У друга же моего дела пошли споро, и однажды он принес мне пачку денег.
Деньги были настоящие, зеленые. И столько, что, если отслоить от них пятую часть и добавить ее к тому, что у меня уже было, получалась машина. И пачка-то от этого — ну, почти не терпела ущерба.
Ущерб терпело другое.
Но понять это мог лишь один человек в моем окружении. Беда только, что он вышел из моего окружения. Но все равно понял, потому и сник, когда я сказала ему по телефону про машину. Он-то был знатоком погибели, раньше он вел меня, как сапер по минному полю жизни.
Оставшуюся пачку денег я поместила в банк под проценты, чтобы заровнять ее ущербность и вернуть дарителю в целости. Так кошка заравнивает за собой шкодливые следы.

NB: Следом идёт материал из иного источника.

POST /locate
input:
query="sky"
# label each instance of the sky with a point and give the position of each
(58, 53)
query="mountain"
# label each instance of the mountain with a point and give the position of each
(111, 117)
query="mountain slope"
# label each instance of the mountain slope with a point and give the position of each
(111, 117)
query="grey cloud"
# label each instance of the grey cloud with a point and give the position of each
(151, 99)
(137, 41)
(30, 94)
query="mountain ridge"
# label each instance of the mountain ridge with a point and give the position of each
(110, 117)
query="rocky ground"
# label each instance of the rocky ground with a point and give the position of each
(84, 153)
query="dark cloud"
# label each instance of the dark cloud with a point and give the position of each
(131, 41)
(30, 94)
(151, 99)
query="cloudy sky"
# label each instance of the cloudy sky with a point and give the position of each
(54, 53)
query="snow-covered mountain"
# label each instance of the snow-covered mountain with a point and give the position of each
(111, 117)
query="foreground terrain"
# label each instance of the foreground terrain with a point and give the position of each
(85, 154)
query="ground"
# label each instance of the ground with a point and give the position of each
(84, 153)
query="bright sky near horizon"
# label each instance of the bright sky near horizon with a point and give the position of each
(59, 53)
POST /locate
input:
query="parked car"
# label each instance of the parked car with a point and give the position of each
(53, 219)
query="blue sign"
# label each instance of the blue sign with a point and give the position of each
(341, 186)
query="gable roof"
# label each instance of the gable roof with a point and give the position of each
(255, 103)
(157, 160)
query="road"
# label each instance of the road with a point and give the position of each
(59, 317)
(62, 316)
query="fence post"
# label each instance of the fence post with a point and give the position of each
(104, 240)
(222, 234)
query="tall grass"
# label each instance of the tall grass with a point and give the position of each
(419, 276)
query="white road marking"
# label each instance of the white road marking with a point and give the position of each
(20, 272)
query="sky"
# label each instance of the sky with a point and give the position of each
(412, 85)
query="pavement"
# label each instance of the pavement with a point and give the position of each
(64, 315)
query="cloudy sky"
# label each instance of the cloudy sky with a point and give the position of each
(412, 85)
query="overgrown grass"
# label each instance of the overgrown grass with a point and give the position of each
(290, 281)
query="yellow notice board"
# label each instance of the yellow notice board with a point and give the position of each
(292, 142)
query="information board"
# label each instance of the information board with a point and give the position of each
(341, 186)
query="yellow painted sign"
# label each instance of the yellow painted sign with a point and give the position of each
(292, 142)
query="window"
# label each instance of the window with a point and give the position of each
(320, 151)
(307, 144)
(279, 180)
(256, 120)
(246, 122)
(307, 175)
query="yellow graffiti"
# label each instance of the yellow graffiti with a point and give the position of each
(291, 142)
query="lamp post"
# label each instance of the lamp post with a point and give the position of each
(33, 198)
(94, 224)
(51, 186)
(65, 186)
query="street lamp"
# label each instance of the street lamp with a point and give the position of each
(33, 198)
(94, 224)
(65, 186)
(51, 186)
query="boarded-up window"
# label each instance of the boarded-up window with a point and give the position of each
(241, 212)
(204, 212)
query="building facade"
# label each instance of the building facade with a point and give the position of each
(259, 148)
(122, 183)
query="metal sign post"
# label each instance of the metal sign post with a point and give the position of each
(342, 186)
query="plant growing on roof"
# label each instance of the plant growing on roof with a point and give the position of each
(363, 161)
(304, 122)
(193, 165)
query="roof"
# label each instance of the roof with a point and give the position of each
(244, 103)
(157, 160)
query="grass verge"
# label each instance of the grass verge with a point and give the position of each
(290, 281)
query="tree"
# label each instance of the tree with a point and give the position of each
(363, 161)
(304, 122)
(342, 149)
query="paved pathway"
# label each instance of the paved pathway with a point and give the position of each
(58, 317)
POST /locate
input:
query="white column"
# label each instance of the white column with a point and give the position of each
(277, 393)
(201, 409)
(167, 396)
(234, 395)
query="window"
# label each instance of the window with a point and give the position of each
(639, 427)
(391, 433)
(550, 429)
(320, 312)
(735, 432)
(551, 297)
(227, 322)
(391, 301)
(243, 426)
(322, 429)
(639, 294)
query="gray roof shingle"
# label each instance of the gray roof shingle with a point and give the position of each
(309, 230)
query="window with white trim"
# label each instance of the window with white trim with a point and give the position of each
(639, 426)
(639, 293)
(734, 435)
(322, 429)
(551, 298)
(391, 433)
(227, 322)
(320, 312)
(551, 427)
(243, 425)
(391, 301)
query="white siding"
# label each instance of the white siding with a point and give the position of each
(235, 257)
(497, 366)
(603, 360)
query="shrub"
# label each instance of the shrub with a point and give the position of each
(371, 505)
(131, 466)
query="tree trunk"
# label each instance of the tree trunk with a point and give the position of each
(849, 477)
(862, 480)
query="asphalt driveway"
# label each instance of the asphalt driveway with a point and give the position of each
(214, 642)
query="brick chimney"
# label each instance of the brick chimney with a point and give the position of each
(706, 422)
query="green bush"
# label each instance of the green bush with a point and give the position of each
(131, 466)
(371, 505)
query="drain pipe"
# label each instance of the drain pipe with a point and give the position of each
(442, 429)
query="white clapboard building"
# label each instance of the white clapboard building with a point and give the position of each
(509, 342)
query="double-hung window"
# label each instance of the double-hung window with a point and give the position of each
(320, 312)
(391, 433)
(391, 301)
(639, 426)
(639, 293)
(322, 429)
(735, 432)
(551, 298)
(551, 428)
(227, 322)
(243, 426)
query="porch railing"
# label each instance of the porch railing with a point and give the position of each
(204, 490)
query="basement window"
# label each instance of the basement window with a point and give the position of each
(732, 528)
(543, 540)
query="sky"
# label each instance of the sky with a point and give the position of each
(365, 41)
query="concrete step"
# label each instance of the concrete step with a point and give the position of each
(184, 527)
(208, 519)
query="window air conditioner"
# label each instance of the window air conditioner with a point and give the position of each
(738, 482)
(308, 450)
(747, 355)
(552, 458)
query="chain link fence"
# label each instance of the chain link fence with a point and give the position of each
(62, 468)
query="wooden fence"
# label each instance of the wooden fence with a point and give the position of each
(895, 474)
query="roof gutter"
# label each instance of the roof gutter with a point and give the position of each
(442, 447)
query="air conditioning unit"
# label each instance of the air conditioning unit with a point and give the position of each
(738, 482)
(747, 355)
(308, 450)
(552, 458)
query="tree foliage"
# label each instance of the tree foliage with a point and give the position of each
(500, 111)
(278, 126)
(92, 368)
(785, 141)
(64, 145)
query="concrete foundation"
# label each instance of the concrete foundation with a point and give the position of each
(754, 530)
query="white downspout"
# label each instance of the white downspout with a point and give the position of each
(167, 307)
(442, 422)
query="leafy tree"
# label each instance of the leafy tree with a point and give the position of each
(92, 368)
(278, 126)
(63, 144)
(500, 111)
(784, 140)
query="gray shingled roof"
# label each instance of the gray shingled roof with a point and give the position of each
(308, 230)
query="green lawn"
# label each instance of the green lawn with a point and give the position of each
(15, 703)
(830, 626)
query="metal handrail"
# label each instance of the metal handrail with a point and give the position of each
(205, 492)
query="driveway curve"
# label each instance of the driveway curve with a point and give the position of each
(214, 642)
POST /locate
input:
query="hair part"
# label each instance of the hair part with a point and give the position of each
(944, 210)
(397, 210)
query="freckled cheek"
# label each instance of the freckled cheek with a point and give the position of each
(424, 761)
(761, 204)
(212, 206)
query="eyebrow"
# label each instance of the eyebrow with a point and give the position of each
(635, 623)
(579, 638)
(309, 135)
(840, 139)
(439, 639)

Деньги эти были проклятые. Трижды. Во-первых, происходили не из потного труда и честного продукта, а из хитроумной комбинации сродни мертвым душам Чичикова (теперь это называется ноу-хау и ценится дорого). Во-вторых, предназначались для взятки чиновнику, но дело решилось меньшей суммой. И третье черное пятно на этих деньгах: я их взяла, преступив собственную заповедь: никогда не попадать в зависимость от мужчины.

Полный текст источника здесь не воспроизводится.